Akane y Sarah la miraron extrañadas.

 

         - ¿Dónde has escuchado semejante tontería? – Sarah volvió a su tono “¿Estás loca?” – Ahora hay libertad, cada cual puede definirse en la tendencia sexual que le corresponda. Ya no hay por qué esconderse.

 

         - Las mujeres tenemos otro concepto de nuestra sexualidad. – Intervino de repente Akane - La atracción sexual es algo hormonal, no cerebral. Lo que nos atrae de un hombre en realidad es su testosterona, aunque el factor cerebro interviene en el momento en el que nos fijamos en su físico. Lo que ocurre en realidad es que somos más compatibles entre nosotras intelectualmente, y al igual que podemos destruirnos por nuestra competitividad innata, precisamente por conseguir al mejor macho de la manada, podemos congeniar mejor con una mujer que con un hombre, por eso siempre hay un momento en la vida de toda mujer en el que la carcomen las dudas relativas a su sexualidad y supongo que de ahí viene ese dicho.

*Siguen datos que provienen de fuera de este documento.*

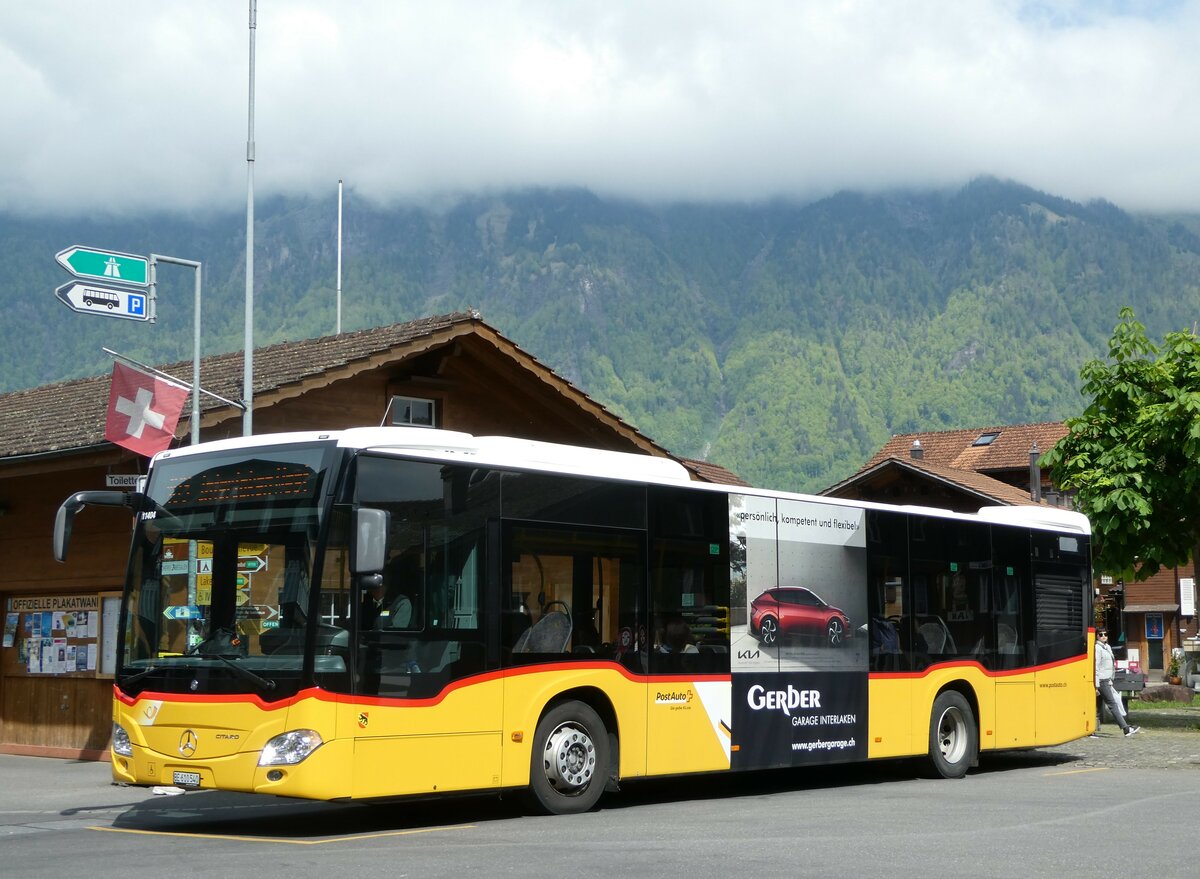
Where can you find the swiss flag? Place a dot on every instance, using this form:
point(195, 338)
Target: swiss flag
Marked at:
point(143, 411)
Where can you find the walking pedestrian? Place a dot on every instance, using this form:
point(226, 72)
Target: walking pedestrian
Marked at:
point(1104, 669)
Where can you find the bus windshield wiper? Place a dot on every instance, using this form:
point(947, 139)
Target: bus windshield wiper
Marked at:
point(139, 675)
point(264, 682)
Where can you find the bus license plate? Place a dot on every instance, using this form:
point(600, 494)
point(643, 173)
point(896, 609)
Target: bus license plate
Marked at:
point(187, 779)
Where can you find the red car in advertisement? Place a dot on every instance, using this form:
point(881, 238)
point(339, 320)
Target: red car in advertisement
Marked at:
point(796, 610)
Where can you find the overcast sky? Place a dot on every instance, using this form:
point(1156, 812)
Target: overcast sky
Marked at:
point(131, 105)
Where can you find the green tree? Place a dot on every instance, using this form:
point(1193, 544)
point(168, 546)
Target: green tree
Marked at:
point(1134, 454)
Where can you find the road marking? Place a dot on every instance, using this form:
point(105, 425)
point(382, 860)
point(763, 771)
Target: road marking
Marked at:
point(285, 842)
point(1075, 772)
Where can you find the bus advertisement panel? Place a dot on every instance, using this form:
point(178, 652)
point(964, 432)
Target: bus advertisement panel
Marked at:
point(799, 663)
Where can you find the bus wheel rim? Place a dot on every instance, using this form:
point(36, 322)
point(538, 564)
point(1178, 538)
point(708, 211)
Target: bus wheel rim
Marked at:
point(952, 735)
point(570, 759)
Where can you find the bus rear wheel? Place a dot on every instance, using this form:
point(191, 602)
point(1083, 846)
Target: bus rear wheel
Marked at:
point(569, 766)
point(953, 737)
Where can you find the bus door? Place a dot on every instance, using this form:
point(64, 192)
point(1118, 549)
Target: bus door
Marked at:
point(573, 619)
point(426, 715)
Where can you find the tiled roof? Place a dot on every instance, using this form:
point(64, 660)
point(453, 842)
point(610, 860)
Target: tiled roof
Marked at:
point(984, 486)
point(955, 448)
point(713, 472)
point(71, 414)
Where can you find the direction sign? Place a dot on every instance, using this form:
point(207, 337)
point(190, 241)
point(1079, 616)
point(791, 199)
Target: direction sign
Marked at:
point(107, 264)
point(109, 302)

Pero como sexualidad y como algo natural, nos deben atraer los hombres.

 

         - Akane, por favor, otro rollo de ese estilo y huyo de tu lado – dijo de forma divertida.

 

         - Lo siento, lo siento… Es mi faceta de doctora amor, que sale a flote.

 

         - Pues te has perdido a unos cuantos bombones. Yo creo que esos un siete mínimo… - susurró Diana buscando un nuevo objetivo. Mientras, las otras dos se asomaban para intentar ver los bombones que su amiga había puntualizado.

 

Pasó un hombre corriendo por el parque, haciendo un poco de ejercicio.

 

         - Bonitas piernas… ¿Dónde demonios han escuchado que nos gustan depilados? – Agregó exasperada -  De acuerdo que no queremos a un oso, pero por dios, no quiero a un niño ¡¡Otra vez con eso!!

 

         - Hay muchas mujeres a las que les gustan los hombres depilados Sarah. – dijo Diana

 

          - ¿Entonces qué coño es la masculinidad? ¿Qué entiende la sociedad ahora por masculinidad? Por favor, un niño de quince años parece más masculino que ciertos hombres de treinta.

 

         - Sarah, los cánones de belleza cambian – explicó Akane – Ahora nos toca que los hombres se depilen, se pongan potingues en la cara como nosotras y si llega el caso que se maquillen.

 

         - ¡Venga ya! – Sarah echó la cabeza hacia atrás – Terminaré convirtiéndome en hermafrodita. Es que yo no quiero a una mujer, quiero a un hombre. Y para mi un hombre es algo más que un pene entre las piernas, aunque ese factor sea importante. Un hombre tiene que tener unas espaldas anchas, un pecho amplio, una cintura estrecha y un buen culo. ¡Y pelo en pecho! Nada de culito de bebé…

 

         - Yo pienso como tú, pero la sociedad no – agregó Akane

 

         - Yo también – Diana seguía buscando entre los que pasaban.

 

         - Además, te recuerdo que no es moda ahora. – Informó de nuevo Akane - Ya en la vieja Europa se maquillaban y se ponían pelucas allá por el siglo XVIII.

 

         - No vas a conseguir que cambie de opinión Akane. Un hombre tiene que ser un hombre y punto. Me da igual si se ponían maquillaje y pelucas en el siglo XVIII. Pienso lo mismo de esos que de los de ahora. ¿O tú te imaginas a Ranma lleno de maquillaje y con una peluca? – Dijo Sarah enarcando una ceja, cruzándose de brazos y ladeando los labios.

 

Diana rápidamente desvió la vista hacia Akane, asomándose un poco, ya que Sarah estaba entre las dos. Akane se imaginó a Ranma de esa manera y estuvo a punto de vomitar.

 

         - Déjale como es, que está demasiado bien sin nada “raro” encima. Además, ya te he dicho que yo comparto tu opinión, así que no digas esas cosas o me crearás un trauma.

 

Diana rió y volvió en busca de algún hombre al que puntuar. Sarah sonrió victoriosa e hizo lo mismo que Diana. Akane sin embargo, no pudo evitar desconcentrarse de su labor de jurado y centrarse en pensar en Ranma, en lo mucho que le echaba de menos, las ganas que tenía de escuchar su voz, de hablar con él, en las ansías que tenía de abrazarle, besarle y… de otras muchas cosas.